Por ese mismo caso, la Procuraduría estatal de derechos humanos inició el expediente de queja 83/2018-D, que a un año tampoco ha sido concluido ni ha derivado en alguna recomendación del procurador Raúl Montero de Alba.

Originario de Corralejo de Abajo, Leonardo Reyes había llegado a esa comunidad el 9 de diciembre del año pasado desde Dallas, Texas –donde residía junto con sus padres Juan Reyes y Guadalupe Cayente- para celebrar a la virgen de Guadalupe y pasar las fiestas de fin de año.

Viajaron en la camioneta Ford Expedition negra de Leonardo, quien se dedicaba a la construcción y a vender productos en su tiempo libre.

El 13 de diciembre, el muchacho abordó su camioneta y avisó a su familia que saldría al cerro a donde la gente de la comunidad suele acudir “para agarrar señal de internet”.

Poco después, la familia escuchó disparos y la madre de Leo, así como un hermano y una de sus cuñadas salieron corriendo a buscar al muchacho.

Según el parte de la Secretaría de Seguridad Pública, “los policías del Estado actuaron en legítima defensa ya que se defendieron de un ataque armado por parte de LEONARDO y otras personas”, citaron los abogados, quienes insistieron en negar la existencia de los supuestos acompañantes –así lo confirma su familia- además de que ninguna otra persona ha sido detenida o presentada por este caso.

“La camioneta en la que mataron a Leo tiene más de 30 disparos de arma larga, lo cual hace imposible que si había personas no resultaran heridas o muertas”, indicaron.

“Leo ese día andaba solo, no tenía armas de fuego y era una persona responsable, noble, deportista, trabajadora y altruista”, ha sostenido la familia, y así se lo expuso hace casi un año al gobernador Diego Sinhue Rodríguez en una reunión que éste sostuvo con organizaciones de migrantes en Texas.

En aquella ocasión, el gobernador prometió a la madre del joven que se investigaría para aclarar la forma en que murió.

“Existen 5 testigos de sus mismos familiares, los cuales alertados por un familiar que escuchó los disparos de arma de fuego, fue que subieron a la entrada de la comunidad y fue entonces que presenciaron de manera directa y escondidos en la maleza, la alteración del lugar de los hechos por parte de los policías estatales, y escucharon lo que decían los policías, y de cómo acomodaron todas las evidencias en contra de Leo, (disparos, movieron los vehículos, decían ‘tírale más balazos a la patrulla’) declaraciones de los testigos que obran en la carpeta de investigación de la fiscalía y en el expediente de la Procuraduría de los Derechos Humanos”, refirieron los abogados de la familia.

Sin embargo, señalaron que hasta el momento la única línea de investigación sostenida por la Fiscalía es la versión de los policías estatales, aunque la indagatoria tampoco ha avanzado desde hace meses.

Los abogados solicitaron el 10 de diciembre a un juez de control penal una audiencia de control de derechos por la tardanza en la investigación.
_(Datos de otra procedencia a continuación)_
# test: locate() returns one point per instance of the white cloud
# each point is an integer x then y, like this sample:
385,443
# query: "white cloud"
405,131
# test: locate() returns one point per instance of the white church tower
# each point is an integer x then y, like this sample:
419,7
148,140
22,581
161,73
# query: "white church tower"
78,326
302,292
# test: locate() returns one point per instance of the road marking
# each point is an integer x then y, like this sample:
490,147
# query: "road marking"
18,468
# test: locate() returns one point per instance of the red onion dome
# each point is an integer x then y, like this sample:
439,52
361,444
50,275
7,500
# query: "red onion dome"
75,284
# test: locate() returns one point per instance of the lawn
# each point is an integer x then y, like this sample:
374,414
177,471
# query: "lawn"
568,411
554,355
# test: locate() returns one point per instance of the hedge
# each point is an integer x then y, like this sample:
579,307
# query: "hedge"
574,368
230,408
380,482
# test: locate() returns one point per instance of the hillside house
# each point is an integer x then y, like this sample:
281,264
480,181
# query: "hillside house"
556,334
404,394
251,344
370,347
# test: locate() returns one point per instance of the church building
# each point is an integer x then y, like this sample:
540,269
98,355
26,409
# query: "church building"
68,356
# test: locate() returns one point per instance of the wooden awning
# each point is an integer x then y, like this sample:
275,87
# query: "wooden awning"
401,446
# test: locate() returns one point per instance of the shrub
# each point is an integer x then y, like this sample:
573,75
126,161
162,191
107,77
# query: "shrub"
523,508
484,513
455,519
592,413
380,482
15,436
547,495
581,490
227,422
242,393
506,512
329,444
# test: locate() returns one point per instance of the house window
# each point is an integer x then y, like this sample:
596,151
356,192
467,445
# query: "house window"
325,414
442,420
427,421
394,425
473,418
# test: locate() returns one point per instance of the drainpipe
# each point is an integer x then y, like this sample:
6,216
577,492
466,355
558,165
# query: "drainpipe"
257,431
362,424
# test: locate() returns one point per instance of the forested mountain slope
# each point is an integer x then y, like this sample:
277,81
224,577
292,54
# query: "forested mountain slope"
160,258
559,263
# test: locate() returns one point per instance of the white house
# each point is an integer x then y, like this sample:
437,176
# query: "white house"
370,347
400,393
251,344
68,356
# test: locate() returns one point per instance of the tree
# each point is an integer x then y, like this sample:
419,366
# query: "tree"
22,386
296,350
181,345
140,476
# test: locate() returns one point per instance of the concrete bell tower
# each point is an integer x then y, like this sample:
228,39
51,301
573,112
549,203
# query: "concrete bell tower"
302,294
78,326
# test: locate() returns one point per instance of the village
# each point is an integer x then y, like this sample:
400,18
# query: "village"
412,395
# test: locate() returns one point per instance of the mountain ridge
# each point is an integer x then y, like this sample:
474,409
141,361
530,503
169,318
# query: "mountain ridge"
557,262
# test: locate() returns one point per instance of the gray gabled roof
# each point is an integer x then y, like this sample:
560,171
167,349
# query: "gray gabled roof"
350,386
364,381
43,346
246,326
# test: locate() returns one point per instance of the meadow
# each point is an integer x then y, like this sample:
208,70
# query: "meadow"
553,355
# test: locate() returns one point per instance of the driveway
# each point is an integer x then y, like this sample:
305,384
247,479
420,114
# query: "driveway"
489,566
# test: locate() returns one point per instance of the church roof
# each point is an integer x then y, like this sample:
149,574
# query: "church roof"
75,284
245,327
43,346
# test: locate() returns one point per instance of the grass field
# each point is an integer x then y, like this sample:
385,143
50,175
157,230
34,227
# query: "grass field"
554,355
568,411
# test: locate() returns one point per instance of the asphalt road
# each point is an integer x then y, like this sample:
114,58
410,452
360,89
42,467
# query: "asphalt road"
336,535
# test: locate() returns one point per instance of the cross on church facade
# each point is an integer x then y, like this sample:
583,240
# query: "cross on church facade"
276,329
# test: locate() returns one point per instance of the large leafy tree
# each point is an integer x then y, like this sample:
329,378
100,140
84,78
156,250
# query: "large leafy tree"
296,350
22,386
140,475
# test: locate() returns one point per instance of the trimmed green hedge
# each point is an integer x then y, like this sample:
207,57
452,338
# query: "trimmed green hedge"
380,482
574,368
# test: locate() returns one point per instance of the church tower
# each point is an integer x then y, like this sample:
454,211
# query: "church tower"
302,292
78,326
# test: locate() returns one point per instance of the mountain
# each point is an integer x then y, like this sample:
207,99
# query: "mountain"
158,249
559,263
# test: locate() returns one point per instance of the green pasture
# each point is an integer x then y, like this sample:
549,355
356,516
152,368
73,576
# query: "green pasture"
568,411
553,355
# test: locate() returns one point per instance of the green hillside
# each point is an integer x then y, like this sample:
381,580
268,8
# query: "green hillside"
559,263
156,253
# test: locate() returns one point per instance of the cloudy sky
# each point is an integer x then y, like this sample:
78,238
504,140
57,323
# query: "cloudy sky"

El Poder Judicial del estado no ha fijado aún fecha para dicha audiencia.

El evento oficial por el Día internacional del migrante efectuado en este municipio fue encabezado por el secretario del migrante Juan Hernández, ante quien la madre, familiares y vecinos pidieron sea aclarado el homicidio.

Hernández ignoró la protesta, y al final fue encarado por la madre de Leo.

“Muchos de los migrantes pasan la situación de que mueren y procuramos estar con ellos (sic), sin meternos nosotros en el lado de la investigación, no es nuestro. Las instancias que sí tienen que ver con la seguridad, la fiscalía, hoy mismo buscaron tener una reunión con ella…no es mi área”, apenas atinó a declarar Hernández.